The organization offers in-person Christian/Catholic faith-based support groups for bereaved parents in southeastern Wisconsin, child workshops for ages 3 and older for siblings, virtual support groups for out-of-the-area families, sunshine boxes with helpful resources and comfort items, crosses made from funeral/important flowers, and assistance for families in finding mental health therapists, as well as providing financial support when able for monuments.

“In working through this tragedy first hand, we identified so many deficiencies within our community, and we wanted to pay forward the grace we found,” said Carly, whose organization was recognized by the IRS in October 2021. “It means the world to us to be able to reach the families who are struggling and provide some sunshine in their lives. From what we have experienced, a tragedy like this can either push people toward Christ or away from him. We can see the difference in the way families grieve in those who have faith versus those without. We hope to be a testimony to these families, to be able to show them that our sunshine comes from God’s light.”

In addition to support groups and sunshine boxes, Guardian Gunner partnered with Versiti Blood Center of Wisconsin to host blood drives to honor families who have experienced loss.
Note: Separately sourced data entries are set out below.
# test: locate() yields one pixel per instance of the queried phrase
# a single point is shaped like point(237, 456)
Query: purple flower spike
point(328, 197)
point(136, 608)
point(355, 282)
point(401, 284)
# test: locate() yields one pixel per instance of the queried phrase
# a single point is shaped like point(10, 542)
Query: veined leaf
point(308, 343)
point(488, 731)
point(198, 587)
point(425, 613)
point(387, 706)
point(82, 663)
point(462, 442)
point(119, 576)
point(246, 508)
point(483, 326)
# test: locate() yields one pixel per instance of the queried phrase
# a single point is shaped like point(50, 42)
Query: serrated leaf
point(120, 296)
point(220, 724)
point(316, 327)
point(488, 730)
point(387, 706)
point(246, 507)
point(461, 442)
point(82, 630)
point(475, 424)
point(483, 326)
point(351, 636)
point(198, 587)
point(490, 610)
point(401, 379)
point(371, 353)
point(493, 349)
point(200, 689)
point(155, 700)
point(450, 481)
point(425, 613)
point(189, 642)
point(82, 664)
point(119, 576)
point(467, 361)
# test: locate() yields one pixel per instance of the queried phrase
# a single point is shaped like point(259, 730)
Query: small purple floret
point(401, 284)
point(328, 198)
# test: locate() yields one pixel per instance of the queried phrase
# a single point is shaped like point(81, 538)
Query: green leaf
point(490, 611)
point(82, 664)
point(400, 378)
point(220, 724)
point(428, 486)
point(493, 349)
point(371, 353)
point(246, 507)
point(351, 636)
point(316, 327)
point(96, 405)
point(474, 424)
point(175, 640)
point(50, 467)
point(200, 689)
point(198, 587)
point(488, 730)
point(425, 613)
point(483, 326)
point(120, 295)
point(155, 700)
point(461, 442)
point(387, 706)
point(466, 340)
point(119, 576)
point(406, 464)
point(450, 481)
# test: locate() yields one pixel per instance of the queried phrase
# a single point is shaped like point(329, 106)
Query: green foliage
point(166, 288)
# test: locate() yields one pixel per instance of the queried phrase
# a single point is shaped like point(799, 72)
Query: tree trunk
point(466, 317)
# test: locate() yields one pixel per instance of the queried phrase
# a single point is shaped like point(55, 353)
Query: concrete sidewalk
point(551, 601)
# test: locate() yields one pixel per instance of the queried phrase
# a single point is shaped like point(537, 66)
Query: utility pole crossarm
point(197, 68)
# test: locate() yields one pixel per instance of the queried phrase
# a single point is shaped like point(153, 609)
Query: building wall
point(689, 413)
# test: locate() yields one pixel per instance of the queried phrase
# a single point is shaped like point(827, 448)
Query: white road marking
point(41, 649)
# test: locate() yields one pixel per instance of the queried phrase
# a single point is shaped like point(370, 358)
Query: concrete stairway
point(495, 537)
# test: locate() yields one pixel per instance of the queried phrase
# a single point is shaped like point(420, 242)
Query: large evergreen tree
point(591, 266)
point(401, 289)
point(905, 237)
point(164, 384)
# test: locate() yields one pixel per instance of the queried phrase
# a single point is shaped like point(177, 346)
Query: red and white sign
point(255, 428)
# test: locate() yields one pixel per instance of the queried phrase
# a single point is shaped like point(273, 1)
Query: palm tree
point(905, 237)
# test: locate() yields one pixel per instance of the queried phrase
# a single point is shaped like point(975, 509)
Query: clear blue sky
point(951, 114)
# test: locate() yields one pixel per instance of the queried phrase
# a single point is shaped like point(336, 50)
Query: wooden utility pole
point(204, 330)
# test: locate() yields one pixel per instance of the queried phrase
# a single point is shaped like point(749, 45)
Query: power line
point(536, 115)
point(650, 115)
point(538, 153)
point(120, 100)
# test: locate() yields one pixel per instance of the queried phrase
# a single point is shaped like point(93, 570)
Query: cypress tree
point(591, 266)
They also facilitate a Christmas card exchange where “loss” families are connected with others and can spread some cheer in honor of their child.

“Guardian Gunner is open to any and all prayer requests, where loss families and others can submit an anonymous request online,” Carly said. “We have a dedicated group of prayer warriors who focus on them and know the importance and power of prayer.”

Since it began, Guardian Gunner has provided support to more than 200 families throughout Wisconsin and 28 other states, as well as families in three other countries. The organization was initially 100 percent funded by the monetary gifts to the Gresk family from those who attended Gunner’s funeral, as well as the money they had saved in their son’s baseball glove piggy bank.

“We started with a little more than $3,000, and after sending a few sunshine boxes to families, and purchasing two monuments, we knew we had to fundraise. Currently, we accept donations and have run one fundraiser thus far but plan to host one (or more) annually,” said Carly.

The family are members of St. Clare in Wind Lake; Carly admits her faith was not that strong before Gunner, who they nicknamed “Gun-Gun,” died. She struggled with questions of where people go when they die, she wanted to know why he died and where he was, and wanted to know how to get her and her family to heaven someday as well. Carly always knew she was called to be a mother; however, she felt she lost her purpose along the way.

“I knew I had to make changes for both our family and me, and I knew the only way we could truly be comforted was through our faith in Jesus Christ. After all, nobody else can truly give you the correct answers to my previous questions,” she said. “I read the Bible every day, I went back to confession, brought my family back to church and our children participated in faith formation. We now have the answers that do matter. God takes every horrific tragedy and turns it for the good. God provides us with the most comfort, and has faithfully and consistently been the backbone of our healing. Do I still have panic attacks? Do we still cry? Are we lost at times? Of course. However, through the Holy Spirit, we have the tools we need to push forward, and know that leaning on Jesus Christ is how we continue to walk in the sunshine.”